Son zamanlarda ülkemizde neler oluyor, neden oluyor diye insan kendini düşünmekten alıkoyamıyor maalesef. Ülkemize yönelik uzun zamandır devam eden hedefli, planlı, organize saldırıların yeni bir boyutu ile karşı karşıya mıyız?
Bugünlerde sinir uçlarımızla oynama çabaları en üst safhaya gelip dayanmış durumda. Özellikle yaşanan olaylar münferit olaylar olsa da milletimizin en hassas olduğu aile mahremiyeti, namus, kutsal değerler gibi konularda yoğunlaşması dikkat çekiyor.
Açık bir şekilde yine provokatif hadiselere şahit oluyoruz. Yine soğukkanlı olmalı, sağ duyumuzu korumalıyız.
Bunlar daha önce görmediğimiz, topluma mal olmayacak münferit, anormal işler. Dikkat çeken nokta, farklı şehirlerde eşzamanlı sahnelenen “infial yoklama” faaliyetleri olarak gözüküyor.
Kürt-Türk ayrımı, Sünni-Alevi çatışması, Sağcı-Solcu kavgası hatta bir ağacı kestirmeyiz diye başlayan boykotun koca bir ülkeye sirayet ettirilme çabası sonuç vermeyince zaman zaman aralıklarla toplumsal farklı alanlarda denemelere bıkmadan usanmadan yenilmeyi kabul etmeden devam ediyorlar. Kim bunlar bilmiyoruz. Belki de hiç bir zaman öğrenmeyeceğiz. Bu noktada bu işleri tezgahlananları öğrenmemiz önemli mi, bence değil. Önemli olan her ne konu, her ne olay olursa olsun toplum olarak galeyana gelmememizdir. Mutlaka tepki göstereceğiz, mutlaka sesimizi yükselteceğiz. Ama çığlık çığlığa bağırarak, tepinip sağı sola saldırıp vurup kırarak değil. O zaman ne söylediğimiz çok yüksek sesin yarattığı kirlilikten anlaşılmaz, vurup kırarsak da haklıysak haksız duruma düşeriz. Tepkisiz kalmak, sağır, dilsiz, kör taklidi yapmak da bir o kadar yanlış. Olayı iyi tahlil etmeli, sakince suların durulması beklenmeli sonrasında bir durum tespit çalışması, asla kabul edilemez, kırmızı çizgi uyarısı, tekrarının engellenmesi için gerekli tepkinin ilgili makamlara iletilip, kamuoyunda aynı nakaratı tekrar ederek sesimizin gür çıkması sağlanıp kararlı olduğumuzun ortaya konulması gerekmez mi?

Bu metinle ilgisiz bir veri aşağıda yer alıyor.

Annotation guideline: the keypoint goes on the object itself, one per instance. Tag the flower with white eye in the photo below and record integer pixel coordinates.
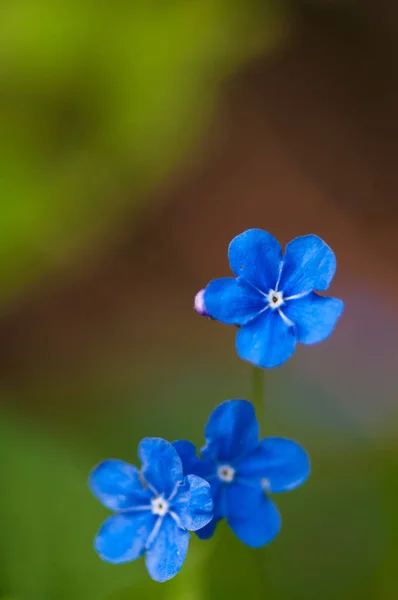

Mülteci sorunu maalesef önümüzdeki beş yıl gibi kısa bir süre içerisinde sadece bizim değil tüm dünyanın birinci gündem maddesi haline gelecektir. Başıboş bırakılabilecek kadar hatta ilginin az eksik olabilmesine müsaade edecek kadar hafife alınacak bir sorun değil. Misafir olabilirler, yerleşip kalabilirler de ama hızla çoğalan bir milletin bizim topraklarımızda ne kadar misafir olsa da, geçmişte bizlere yapılan ‘Nüfus Aile Planlama Seferberliği’ gibi bir kampanyanın acilen hayata geçirilmesi gerekmektedir. Şayet bizler ortalama bir ila iki çocuklu aileler olarak diğer milletlerden topraklarımıza iltica etmiş, yerleşmiş, misafir olmuş aileler ortalama yedi, sekiz çocuk yapıyorsa zaten basit bir matematik hesabı olarak karşımıza beş yıl gibi kısa bir süre sonra bizler azınlık onlar çoğunluk olarak çıkacaklar. Yaşanan bu son olayları bile unutturacak asıl meselemizin henüz farkında değiliz, konuşmadık, konuşmuyoruz, acilen ilgili birimlerimizin harekete geçerek acilen gündemin ekonomiden sonraki ilk maddesi olarak hayata geçirmeliyiz.
İlkeli Söz; ‘Etrafınıza şöyle bir göz gezdiriniz! Gerçek hayat denilen şeyin ne olduğunu, nerede olduğunu bilmiyoruz bile! Kitaplarımızı, hayallerimizi elimizden alsalar, öylece ortada kalakalacağız.’